Belenky S N, Robbins R A, Rubinstein I
Research Service, Department of Veterans Affairs Medical Center, Omaha, Nebraska.
J Leukoc Biol. 1993 May;53(5):498-503. doi: 10.1002/jlb.53.5.498.
Nitric oxide synthase (NOS) inhibitors have been shown to modulate neutrophil migration. We hypothesized that the NOS inhibitors NG-monomethyl-L-arginine (L-NMMA), NG-nitro-L-arginine methyl ester (L-NAME), and L-canavanine (L-CAN) also modulate human peripheral blood monocyte chemotaxis. To test this hypothesis, monocyte chemotaxis toward formylmethionylleucyl-phenylalanine (fMLP) was assessed using a modified blindwell chemotaxis chamber technique. L-NMMA and L-NAME, but not D-NMMA or L-CAN, significantly attenuated fMLP-induced monocyte chemotaxis (P < .05). L-Arginine and sodium nitroprusside, but not D-arginine, reversed NOS inhibitor-induced responses. Dibutryl cyclic guanyl monophosphate (cGMP) attenuated the inhibitory effects of L-NMMA on monocyte chemotaxis (P < .05). Finally, fMLP increased cGMP generation by monocytes, which was significantly attenuated by L-NMMA (P < .05). These data indicate that the L-arginine/NO biosynthetic pathway regulates human monocyte chemotaxis in vitro.

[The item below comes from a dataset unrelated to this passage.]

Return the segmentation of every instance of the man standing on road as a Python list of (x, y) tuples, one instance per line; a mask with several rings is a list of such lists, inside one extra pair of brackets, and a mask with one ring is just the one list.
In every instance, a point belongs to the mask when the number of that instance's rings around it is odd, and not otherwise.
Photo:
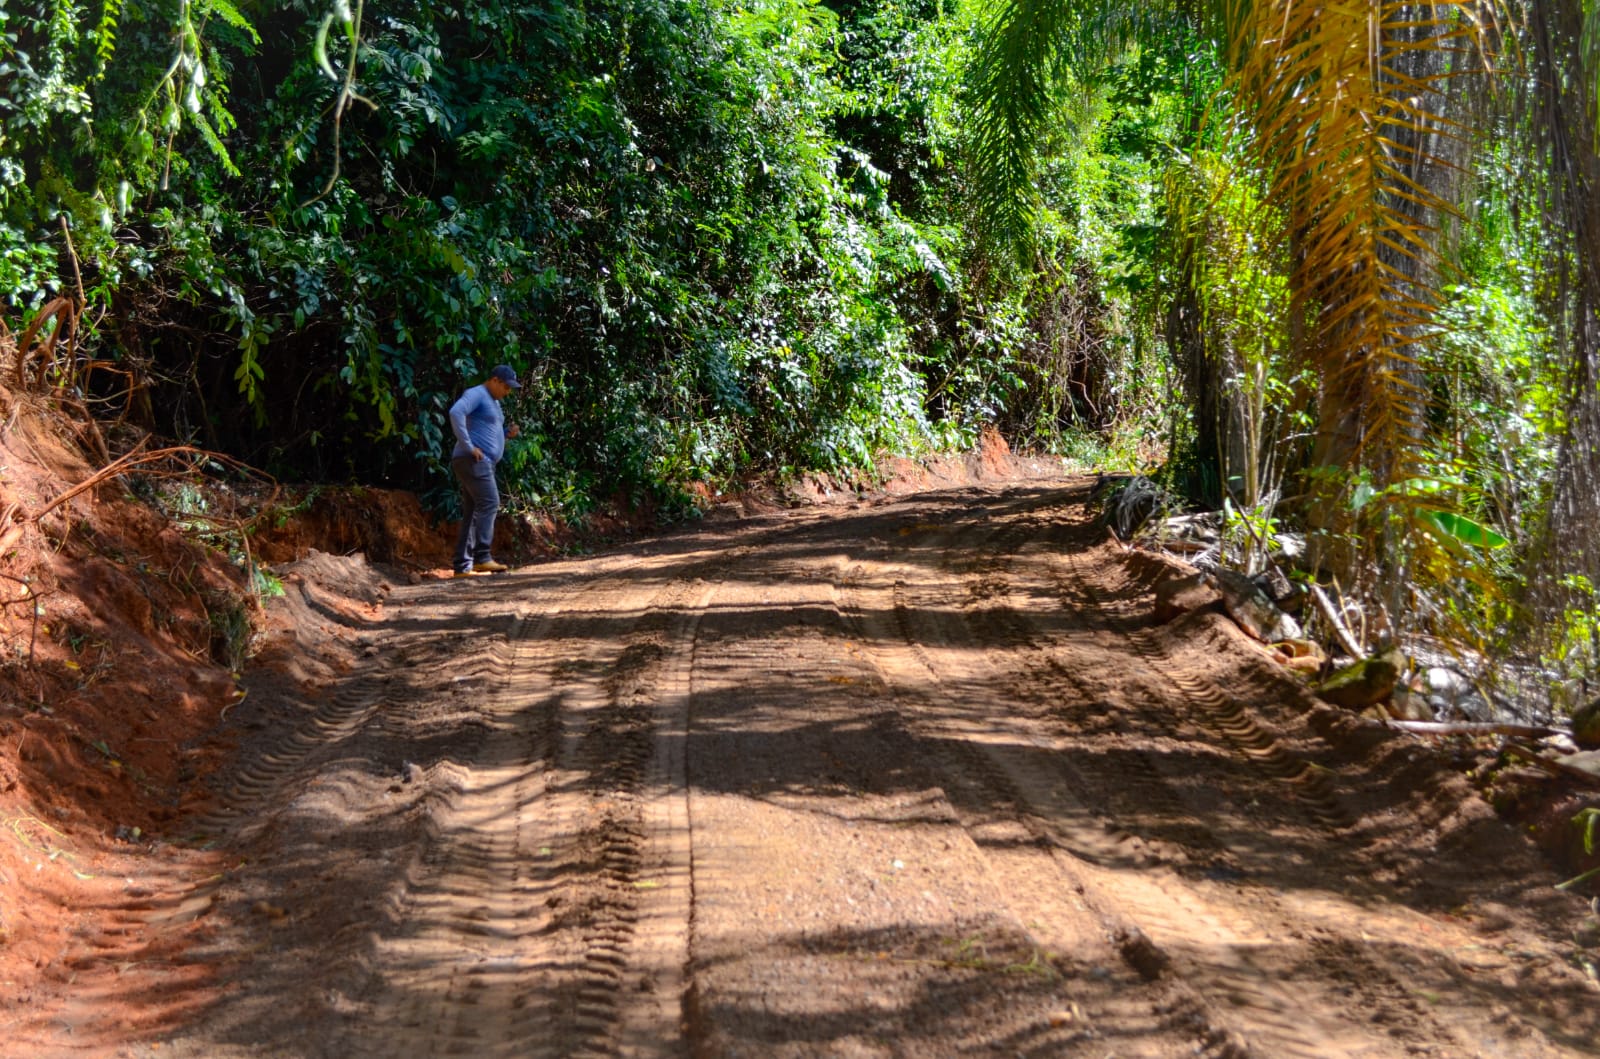
[(450, 469), (461, 483), (461, 532), (456, 535), (453, 560), (457, 577), (497, 574), (506, 569), (495, 562), (489, 546), (494, 542), (494, 519), (500, 513), (500, 488), (494, 467), (505, 455), (506, 439), (518, 434), (517, 425), (505, 425), (500, 402), (512, 390), (522, 389), (517, 373), (501, 364), (480, 386), (472, 386), (450, 406), (450, 430), (456, 447)]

一氧化氮合酶(NOS)抑制剂已被证明可调节中性粒细胞的迁移。我们推测,NOS抑制剂N-甲基-L-精氨酸(L-NMMA)、N-硝基-L-精氨酸甲酯(L-NAME)和刀豆氨酸(L-CAN)也可调节人外周血单核细胞的趋化作用。为了验证这一假设,我们使用改良的盲孔趋化室技术评估了单核细胞对甲酰甲硫氨酰亮氨酰苯丙氨酸(fMLP)的趋化作用。L-NMMA和L-NAME可显著减弱fMLP诱导的单核细胞趋化作用(P <.05),而D-NMMA或L-CAN则无此作用。L-精氨酸和硝普钠可逆转NOS抑制剂诱导的反应,而D-精氨酸则不能。二丁酰环磷酸鸟苷(cGMP)可减弱L-NMMA对单核细胞趋化作用的抑制效果(P <.05)。最后,fMLP可增加单核细胞产生的cGMP,而L-NMMA可显著减弱这种增加(P <.05)。这些数据表明,L-精氨酸/一氧化氮生物合成途径在体外调节人单核细胞的趋化作用。